The hopes for a global revolution in land redistribution rested, at the international level, on one primary institutional strategy: the work of the United Nations would provide a forum for solving the problems of developing nations. With the help of this institution, a new elite, charged with Weberian ideas of duty and rationalization, would challenge the traditional power of empire or race. Bureaucracy was thus key to the envisioned revolution. Effective land redistribution would depend on the agitation of civil servants, government experts, and popular leaders who understood themselves to be servants of peasant and popular rebellions against oppression. A new elite of educated social scientists would lead the way toward peasant liberation around the world.

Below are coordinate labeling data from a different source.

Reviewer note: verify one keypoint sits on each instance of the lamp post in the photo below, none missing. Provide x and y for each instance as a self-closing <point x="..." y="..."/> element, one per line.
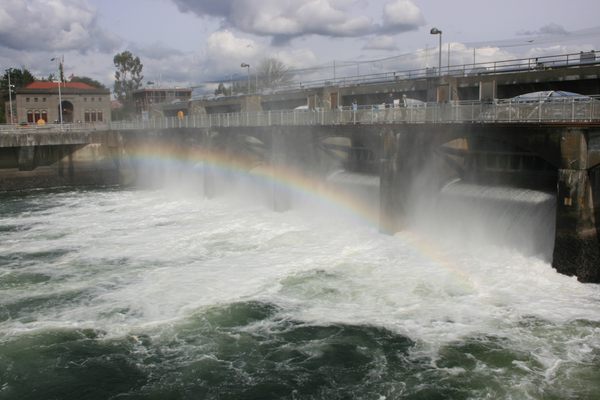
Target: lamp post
<point x="436" y="31"/>
<point x="244" y="65"/>
<point x="10" y="94"/>
<point x="59" y="84"/>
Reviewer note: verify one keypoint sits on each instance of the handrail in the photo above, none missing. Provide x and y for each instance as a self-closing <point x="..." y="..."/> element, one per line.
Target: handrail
<point x="458" y="70"/>
<point x="543" y="109"/>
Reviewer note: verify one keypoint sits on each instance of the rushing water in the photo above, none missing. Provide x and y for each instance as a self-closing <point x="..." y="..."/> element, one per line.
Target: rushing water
<point x="124" y="294"/>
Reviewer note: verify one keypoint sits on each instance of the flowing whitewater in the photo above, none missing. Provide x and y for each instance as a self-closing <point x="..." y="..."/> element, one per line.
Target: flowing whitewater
<point x="152" y="294"/>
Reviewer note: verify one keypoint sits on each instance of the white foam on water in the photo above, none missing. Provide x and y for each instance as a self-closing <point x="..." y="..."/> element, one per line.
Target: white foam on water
<point x="144" y="259"/>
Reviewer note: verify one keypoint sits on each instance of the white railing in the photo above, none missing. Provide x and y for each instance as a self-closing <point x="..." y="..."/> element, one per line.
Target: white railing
<point x="499" y="111"/>
<point x="577" y="109"/>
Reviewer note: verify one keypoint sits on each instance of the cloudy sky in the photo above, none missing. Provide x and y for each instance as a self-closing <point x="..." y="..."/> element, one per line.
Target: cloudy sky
<point x="188" y="42"/>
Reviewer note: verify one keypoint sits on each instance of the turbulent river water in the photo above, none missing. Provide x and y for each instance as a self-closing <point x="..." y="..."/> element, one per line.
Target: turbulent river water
<point x="152" y="294"/>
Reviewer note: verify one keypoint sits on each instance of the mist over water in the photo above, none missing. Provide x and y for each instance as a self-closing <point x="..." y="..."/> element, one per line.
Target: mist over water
<point x="162" y="293"/>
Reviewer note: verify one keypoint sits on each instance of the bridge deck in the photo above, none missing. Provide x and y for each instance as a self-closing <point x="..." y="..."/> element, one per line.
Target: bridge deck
<point x="564" y="110"/>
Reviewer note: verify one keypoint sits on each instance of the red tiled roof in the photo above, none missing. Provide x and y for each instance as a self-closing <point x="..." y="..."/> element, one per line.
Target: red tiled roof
<point x="53" y="85"/>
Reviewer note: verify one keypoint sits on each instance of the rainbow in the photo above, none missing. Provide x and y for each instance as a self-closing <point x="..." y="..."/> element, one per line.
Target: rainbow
<point x="283" y="177"/>
<point x="290" y="179"/>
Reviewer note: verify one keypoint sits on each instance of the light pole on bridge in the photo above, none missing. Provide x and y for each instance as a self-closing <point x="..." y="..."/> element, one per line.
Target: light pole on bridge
<point x="60" y="74"/>
<point x="10" y="87"/>
<point x="247" y="66"/>
<point x="436" y="31"/>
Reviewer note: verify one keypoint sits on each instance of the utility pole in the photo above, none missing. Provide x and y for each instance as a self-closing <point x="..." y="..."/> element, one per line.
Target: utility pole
<point x="10" y="95"/>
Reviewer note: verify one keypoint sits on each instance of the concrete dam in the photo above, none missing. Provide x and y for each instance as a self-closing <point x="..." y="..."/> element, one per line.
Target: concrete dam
<point x="532" y="186"/>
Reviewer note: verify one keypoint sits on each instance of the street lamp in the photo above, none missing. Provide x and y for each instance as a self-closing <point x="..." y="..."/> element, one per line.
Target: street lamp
<point x="59" y="84"/>
<point x="10" y="94"/>
<point x="244" y="65"/>
<point x="436" y="31"/>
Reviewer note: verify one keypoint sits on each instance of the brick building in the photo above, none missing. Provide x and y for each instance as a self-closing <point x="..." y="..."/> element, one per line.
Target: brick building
<point x="80" y="103"/>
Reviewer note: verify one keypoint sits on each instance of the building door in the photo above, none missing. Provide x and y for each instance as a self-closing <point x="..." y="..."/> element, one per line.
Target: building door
<point x="333" y="100"/>
<point x="67" y="108"/>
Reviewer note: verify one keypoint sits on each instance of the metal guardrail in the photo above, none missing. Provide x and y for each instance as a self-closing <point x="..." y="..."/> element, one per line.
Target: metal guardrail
<point x="584" y="109"/>
<point x="459" y="70"/>
<point x="560" y="110"/>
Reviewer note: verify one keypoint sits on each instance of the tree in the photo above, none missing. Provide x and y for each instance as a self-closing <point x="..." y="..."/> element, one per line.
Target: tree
<point x="18" y="78"/>
<point x="273" y="73"/>
<point x="89" y="81"/>
<point x="128" y="77"/>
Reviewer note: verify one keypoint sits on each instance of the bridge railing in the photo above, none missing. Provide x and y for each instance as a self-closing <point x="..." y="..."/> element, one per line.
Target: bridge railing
<point x="470" y="69"/>
<point x="567" y="109"/>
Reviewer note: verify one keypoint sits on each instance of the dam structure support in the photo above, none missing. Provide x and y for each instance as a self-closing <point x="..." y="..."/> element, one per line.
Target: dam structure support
<point x="394" y="149"/>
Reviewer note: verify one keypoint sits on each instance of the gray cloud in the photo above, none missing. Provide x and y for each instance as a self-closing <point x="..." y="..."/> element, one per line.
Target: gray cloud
<point x="283" y="20"/>
<point x="381" y="43"/>
<point x="549" y="29"/>
<point x="52" y="26"/>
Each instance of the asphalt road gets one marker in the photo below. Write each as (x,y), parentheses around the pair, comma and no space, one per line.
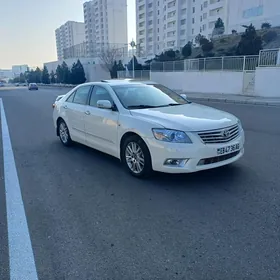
(88,219)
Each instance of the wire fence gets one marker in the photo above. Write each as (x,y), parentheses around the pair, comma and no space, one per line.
(232,63)
(269,57)
(138,75)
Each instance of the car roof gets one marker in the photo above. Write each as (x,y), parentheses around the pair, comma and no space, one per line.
(125,81)
(115,82)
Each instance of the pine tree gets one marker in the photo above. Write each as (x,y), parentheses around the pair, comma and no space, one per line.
(250,43)
(78,73)
(187,50)
(52,77)
(45,76)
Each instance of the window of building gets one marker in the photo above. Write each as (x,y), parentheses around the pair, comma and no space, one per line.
(81,95)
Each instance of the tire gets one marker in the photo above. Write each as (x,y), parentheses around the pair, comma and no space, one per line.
(136,157)
(63,134)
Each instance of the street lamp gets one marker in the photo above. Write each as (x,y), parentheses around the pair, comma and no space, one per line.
(133,45)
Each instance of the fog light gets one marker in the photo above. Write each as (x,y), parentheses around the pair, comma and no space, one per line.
(176,162)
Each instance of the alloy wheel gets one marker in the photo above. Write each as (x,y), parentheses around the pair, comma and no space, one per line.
(134,157)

But it was not Warriner and the FAO’s theory of decolonization that dominated in Washington, where a slate of Ivy League professors began to preach a “modernization” theory that framed economic growth as the ultimate virtue. In the Washington Consensus that emerged later, far away from Rome, global hopes about the development of poorer counties were increasingly articulated not in terms of justice but rather in terms of consumption. As Wolfgang Sachs observed of the outlook for development in 1992, “Across the world hopes for the future are fixed on the rich man’s patterns of production and consumption.”
Many individuals would look to markets, rather than states, as an avenue for implementing social policy. The era saw a massive counterreaction against modern bureaucracy that grew out of a broader conservative movement against the state. Neoliberals attacked the “red tape” of modern government. They argued that market exchanges represented a more rational approach to modeling human society, as distinct from the oppressive and irrational management of the state. A new era was marked by government from the “private” sphere, characterized by the expanding presence of NGOs in every initiative connected to development and poverty. As prominent voices in the United States began to target the spread of communism worldwide, many began to attack land redistribution as a form of communism in disguise. With the withdrawal of U.S. support, the brave visions that had emerged at the FAO began to founder.
However we may assess the United Nations, many of us now share a view of history in which the theft of land from indigenous people is central to the transformations of capitalism and states over the last several hundred years. Such an understanding may drive us to wonder about possible remedies for the mass evictions of the past and further possible displacements in the future. Could coordinated land redistribution programs or rent controls today make homes for those displaced by flood, fire, drought, and famine?